Step 1: Add a Custom Function in OpenAI Assistant

I added the following function to my assistant configuration under “Tools” to resolve source_id to file names using metadata:

{
  "name": "resolve_source_id",
  "description": "Resolve a source_id to its corresponding file name using metadata and include file name as annotations",
  "strict": true,
  "parameters": {
    "type": "object",
    "required": ["source_id", "metadata"],
    "properties": {
      "source_id": {
        "type": "string",
        "description": "Unique identifier for the source file"
      },
      "metadata": {
        "type": "array",
        "description": "Array of metadata entries that include file name information",
        "items": {
          "type": "object",
          "properties": {
            "id": {
              "type": "string",
              "description": "The unique identifier for the metadata entry"
            },
            "file_name": {
              "type": "string",
              "description": "The file name corresponding to the source_id"
            }
          },
          "required": ["id", "file_name"],
          "additionalProperties": false
        }
      }
    },
    "additionalProperties": false
  }
}

Step 2: Adjust Your Backend Script

On the backend, I modified my script to:

  1. Capture source_id values from the streamed AI responses.
  2. Use the resolve_source_id function to map each source_id to its corresponding file_name.
  3. Replace source_id in annotations with the file_name for better readability in chat logs.

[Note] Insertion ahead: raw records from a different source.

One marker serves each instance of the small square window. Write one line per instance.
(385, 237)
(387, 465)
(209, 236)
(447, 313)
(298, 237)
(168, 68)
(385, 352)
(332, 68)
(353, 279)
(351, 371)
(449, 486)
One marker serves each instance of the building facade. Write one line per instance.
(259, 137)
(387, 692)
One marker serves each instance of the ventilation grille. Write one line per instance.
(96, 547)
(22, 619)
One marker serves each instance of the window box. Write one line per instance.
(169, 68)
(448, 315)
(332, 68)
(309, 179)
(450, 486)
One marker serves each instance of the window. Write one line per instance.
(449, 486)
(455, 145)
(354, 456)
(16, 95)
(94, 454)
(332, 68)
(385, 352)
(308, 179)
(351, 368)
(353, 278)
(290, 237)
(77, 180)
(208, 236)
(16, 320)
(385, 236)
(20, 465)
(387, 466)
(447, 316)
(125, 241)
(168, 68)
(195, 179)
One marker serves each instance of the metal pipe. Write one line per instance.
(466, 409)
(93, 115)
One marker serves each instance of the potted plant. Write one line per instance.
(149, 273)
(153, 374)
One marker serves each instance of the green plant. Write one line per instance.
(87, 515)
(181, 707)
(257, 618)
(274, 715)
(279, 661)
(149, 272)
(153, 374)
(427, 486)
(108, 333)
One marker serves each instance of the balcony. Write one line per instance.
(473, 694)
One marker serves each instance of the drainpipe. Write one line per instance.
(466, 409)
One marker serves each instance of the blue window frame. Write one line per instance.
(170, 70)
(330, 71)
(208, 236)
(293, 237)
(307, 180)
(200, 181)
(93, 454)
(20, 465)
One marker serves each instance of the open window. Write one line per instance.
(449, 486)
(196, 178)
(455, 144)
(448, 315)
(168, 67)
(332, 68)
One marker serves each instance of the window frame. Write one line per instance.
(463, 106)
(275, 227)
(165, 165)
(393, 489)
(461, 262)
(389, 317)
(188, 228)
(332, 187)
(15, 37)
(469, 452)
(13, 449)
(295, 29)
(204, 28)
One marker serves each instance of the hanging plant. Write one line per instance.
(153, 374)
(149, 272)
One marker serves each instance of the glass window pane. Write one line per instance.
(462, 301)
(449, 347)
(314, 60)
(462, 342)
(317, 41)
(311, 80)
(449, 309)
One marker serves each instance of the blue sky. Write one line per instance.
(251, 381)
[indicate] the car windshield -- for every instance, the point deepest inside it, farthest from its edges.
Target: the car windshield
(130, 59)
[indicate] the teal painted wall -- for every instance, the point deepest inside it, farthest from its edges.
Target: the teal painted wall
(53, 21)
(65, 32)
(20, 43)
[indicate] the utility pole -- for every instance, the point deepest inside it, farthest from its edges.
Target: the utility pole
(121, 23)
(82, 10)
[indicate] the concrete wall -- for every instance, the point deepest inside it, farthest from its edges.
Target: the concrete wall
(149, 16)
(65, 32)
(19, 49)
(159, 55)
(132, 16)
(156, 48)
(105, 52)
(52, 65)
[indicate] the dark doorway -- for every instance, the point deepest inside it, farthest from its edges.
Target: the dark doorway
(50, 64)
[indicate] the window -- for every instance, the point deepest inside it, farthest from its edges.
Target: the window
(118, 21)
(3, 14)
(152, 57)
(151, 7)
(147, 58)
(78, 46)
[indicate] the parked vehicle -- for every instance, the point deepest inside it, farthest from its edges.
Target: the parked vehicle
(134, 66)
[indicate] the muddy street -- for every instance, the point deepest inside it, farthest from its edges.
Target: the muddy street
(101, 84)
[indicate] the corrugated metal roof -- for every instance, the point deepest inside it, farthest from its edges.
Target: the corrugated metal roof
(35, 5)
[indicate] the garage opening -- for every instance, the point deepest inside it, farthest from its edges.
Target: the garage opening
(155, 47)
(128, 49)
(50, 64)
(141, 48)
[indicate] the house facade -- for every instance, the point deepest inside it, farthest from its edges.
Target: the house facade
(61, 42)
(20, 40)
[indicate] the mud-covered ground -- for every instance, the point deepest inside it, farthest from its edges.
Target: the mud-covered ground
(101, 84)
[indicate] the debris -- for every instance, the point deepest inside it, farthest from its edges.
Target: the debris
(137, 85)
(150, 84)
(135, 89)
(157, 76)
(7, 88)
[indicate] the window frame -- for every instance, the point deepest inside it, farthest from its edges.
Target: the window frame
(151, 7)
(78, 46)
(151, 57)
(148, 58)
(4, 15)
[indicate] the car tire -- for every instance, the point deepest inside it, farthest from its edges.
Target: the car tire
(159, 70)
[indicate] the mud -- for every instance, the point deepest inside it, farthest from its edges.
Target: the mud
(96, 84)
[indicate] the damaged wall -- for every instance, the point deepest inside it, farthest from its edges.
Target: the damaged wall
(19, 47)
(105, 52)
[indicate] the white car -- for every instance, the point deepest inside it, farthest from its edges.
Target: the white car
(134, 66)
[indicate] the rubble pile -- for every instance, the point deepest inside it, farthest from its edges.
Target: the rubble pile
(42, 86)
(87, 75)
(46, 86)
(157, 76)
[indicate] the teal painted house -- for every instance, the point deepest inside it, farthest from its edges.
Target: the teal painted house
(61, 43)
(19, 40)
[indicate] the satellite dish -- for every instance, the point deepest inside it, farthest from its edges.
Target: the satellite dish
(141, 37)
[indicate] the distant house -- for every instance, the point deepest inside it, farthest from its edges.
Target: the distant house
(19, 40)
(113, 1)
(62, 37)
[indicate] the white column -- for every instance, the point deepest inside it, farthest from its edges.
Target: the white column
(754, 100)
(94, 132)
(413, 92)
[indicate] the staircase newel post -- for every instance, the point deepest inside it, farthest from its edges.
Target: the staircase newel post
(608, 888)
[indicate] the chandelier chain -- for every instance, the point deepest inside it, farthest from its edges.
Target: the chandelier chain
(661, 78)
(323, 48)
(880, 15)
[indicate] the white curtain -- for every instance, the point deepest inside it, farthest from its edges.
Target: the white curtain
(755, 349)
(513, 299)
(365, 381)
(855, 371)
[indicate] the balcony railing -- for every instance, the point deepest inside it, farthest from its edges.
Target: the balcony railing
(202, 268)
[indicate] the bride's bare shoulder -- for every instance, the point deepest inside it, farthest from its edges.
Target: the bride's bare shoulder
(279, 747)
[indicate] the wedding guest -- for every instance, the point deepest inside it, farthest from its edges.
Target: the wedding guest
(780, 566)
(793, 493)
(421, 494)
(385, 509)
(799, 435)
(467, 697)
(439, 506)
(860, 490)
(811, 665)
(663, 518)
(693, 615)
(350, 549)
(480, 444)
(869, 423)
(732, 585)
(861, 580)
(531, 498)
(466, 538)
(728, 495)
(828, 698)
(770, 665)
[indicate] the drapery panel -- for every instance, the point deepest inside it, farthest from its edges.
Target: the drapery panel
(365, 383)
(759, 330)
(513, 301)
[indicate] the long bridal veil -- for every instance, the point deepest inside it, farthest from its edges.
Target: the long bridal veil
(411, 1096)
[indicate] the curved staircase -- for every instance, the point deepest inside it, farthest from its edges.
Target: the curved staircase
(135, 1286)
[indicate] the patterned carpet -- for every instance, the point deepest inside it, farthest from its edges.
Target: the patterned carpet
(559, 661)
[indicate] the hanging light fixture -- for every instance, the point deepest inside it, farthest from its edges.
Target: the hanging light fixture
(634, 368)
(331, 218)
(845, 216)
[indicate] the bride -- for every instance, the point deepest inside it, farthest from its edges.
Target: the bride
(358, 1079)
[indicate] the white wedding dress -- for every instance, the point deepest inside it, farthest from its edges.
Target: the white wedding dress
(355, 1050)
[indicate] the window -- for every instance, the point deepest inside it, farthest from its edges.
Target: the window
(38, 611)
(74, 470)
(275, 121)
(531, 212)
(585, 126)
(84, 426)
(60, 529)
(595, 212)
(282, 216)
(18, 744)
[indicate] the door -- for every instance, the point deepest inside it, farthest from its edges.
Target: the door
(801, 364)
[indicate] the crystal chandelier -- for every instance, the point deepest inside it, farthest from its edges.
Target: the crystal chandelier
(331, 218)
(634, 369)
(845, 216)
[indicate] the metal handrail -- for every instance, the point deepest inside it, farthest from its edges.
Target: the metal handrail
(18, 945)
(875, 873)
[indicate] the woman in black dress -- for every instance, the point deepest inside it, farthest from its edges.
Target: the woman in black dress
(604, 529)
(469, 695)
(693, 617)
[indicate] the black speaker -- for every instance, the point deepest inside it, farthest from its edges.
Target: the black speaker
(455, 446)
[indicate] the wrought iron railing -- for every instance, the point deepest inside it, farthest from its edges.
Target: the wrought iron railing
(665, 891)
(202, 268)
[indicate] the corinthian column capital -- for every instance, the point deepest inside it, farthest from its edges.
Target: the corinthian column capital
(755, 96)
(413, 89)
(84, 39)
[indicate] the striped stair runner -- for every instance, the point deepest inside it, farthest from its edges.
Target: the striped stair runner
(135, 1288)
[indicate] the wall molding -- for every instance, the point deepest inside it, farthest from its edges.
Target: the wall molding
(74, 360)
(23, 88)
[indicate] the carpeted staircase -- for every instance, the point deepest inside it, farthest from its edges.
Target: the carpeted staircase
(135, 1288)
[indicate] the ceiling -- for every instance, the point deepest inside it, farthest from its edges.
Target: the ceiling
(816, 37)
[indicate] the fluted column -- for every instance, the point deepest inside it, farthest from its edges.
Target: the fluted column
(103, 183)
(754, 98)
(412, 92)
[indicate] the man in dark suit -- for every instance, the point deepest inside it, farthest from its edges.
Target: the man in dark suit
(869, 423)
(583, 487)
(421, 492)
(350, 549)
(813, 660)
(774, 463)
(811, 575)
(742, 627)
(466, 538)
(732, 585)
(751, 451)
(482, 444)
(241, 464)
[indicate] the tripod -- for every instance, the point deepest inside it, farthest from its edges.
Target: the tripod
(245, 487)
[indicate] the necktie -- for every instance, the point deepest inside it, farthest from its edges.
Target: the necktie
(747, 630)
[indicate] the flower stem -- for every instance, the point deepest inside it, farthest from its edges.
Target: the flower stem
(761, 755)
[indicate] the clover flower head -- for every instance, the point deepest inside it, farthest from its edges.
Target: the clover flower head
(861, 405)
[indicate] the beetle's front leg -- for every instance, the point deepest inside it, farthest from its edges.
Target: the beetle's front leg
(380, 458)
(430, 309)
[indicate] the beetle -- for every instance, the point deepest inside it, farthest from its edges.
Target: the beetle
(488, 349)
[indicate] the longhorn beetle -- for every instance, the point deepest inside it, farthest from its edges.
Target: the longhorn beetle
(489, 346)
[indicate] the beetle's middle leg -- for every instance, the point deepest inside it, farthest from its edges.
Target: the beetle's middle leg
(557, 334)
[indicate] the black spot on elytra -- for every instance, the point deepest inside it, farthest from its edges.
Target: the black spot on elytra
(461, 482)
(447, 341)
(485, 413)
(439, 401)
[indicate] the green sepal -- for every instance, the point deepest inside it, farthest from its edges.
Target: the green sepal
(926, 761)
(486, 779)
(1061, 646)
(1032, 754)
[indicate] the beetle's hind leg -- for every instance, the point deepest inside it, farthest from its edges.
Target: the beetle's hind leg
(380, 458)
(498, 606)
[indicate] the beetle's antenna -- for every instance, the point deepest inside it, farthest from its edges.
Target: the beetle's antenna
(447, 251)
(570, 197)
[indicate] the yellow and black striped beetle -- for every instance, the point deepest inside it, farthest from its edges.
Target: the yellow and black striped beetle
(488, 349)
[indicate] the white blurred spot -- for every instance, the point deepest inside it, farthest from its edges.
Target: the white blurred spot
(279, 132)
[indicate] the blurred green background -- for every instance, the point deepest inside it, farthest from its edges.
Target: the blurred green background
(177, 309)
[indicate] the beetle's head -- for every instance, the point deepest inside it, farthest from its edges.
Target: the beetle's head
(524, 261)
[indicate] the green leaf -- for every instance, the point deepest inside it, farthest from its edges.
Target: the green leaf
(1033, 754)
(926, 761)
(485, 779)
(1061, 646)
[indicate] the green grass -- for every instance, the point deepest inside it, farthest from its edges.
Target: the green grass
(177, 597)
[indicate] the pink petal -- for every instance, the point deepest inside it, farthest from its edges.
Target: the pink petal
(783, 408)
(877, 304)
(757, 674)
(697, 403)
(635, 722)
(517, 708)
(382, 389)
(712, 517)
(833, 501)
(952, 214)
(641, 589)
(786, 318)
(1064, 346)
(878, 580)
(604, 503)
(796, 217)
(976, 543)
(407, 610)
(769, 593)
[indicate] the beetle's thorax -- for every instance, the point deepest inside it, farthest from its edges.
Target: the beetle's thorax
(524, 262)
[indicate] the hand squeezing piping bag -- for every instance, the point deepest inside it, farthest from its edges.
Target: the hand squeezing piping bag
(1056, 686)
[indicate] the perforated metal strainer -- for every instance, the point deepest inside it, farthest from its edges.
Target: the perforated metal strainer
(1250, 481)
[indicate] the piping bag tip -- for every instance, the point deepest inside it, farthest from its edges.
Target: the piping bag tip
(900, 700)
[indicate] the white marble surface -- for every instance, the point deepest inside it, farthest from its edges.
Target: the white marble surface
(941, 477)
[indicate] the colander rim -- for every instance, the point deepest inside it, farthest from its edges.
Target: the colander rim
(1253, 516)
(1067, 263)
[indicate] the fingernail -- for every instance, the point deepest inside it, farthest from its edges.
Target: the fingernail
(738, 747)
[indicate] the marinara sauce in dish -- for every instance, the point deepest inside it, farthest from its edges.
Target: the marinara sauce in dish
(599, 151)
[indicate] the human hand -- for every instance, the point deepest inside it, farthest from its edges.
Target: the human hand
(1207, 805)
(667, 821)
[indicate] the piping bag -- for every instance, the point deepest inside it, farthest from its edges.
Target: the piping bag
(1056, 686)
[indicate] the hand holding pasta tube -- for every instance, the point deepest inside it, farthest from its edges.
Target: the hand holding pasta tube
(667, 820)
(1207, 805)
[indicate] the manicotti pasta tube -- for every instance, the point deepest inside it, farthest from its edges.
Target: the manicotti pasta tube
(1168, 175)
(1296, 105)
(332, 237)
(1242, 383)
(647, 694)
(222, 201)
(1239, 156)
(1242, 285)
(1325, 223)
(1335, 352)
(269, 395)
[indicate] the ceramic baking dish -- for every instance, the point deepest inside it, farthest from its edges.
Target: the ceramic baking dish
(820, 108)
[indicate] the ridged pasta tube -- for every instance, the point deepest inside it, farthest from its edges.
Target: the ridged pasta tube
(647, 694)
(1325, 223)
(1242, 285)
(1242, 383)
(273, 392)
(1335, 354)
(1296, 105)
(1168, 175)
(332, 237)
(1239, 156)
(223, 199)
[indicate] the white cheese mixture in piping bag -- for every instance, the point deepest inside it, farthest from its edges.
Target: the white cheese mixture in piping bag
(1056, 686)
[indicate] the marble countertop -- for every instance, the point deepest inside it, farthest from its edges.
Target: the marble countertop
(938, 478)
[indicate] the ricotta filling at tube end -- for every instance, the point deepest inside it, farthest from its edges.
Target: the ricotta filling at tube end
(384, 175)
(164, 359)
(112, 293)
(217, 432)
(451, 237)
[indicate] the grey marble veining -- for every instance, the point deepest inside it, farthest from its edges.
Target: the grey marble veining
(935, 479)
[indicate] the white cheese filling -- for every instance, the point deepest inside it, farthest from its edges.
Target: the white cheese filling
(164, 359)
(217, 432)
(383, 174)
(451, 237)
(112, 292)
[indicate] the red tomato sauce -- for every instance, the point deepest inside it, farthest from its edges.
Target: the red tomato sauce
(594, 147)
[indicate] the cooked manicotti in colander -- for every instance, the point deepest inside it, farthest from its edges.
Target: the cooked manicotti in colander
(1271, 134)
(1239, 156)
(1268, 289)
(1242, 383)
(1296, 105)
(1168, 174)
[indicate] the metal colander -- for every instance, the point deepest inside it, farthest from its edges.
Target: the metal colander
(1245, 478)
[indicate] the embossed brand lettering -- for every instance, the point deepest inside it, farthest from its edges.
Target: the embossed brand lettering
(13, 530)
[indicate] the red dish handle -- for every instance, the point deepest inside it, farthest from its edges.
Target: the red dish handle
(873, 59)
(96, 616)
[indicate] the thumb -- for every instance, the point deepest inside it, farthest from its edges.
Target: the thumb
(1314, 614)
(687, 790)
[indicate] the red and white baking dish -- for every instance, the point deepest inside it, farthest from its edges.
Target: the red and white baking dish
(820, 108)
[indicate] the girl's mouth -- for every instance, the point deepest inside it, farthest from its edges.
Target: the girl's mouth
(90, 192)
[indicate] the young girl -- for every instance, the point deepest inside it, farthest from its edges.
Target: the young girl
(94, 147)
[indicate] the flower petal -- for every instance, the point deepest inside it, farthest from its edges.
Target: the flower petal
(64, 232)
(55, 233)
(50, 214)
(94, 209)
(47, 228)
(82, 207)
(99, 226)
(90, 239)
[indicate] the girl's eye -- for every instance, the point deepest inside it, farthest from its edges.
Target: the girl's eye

Here’s an overview of the key functions I implemented:

  • capture_source_id_from_streamed_events: Extracts source_id from streamed AI responses.
  • resolve_source_to_file: Maps source_id to file names using metadata from OpenAI’s /v1/files API.
  • log_chat: Logs enriched annotations (with file_name and source_id) for debugging and transparency.

Outcome

After implementing the above changes:

  1. I now see annotations like 【news_and_articles.md†14:3】 in my AI responses and logs, where the file name (news_and_articles.md) is included.
  2. This makes it easier to trace sources and validate the AI’s responses.

I hope this helps anyone trying to solve the same problem. Feel free to ask if you need more details, and good luck with your implementation!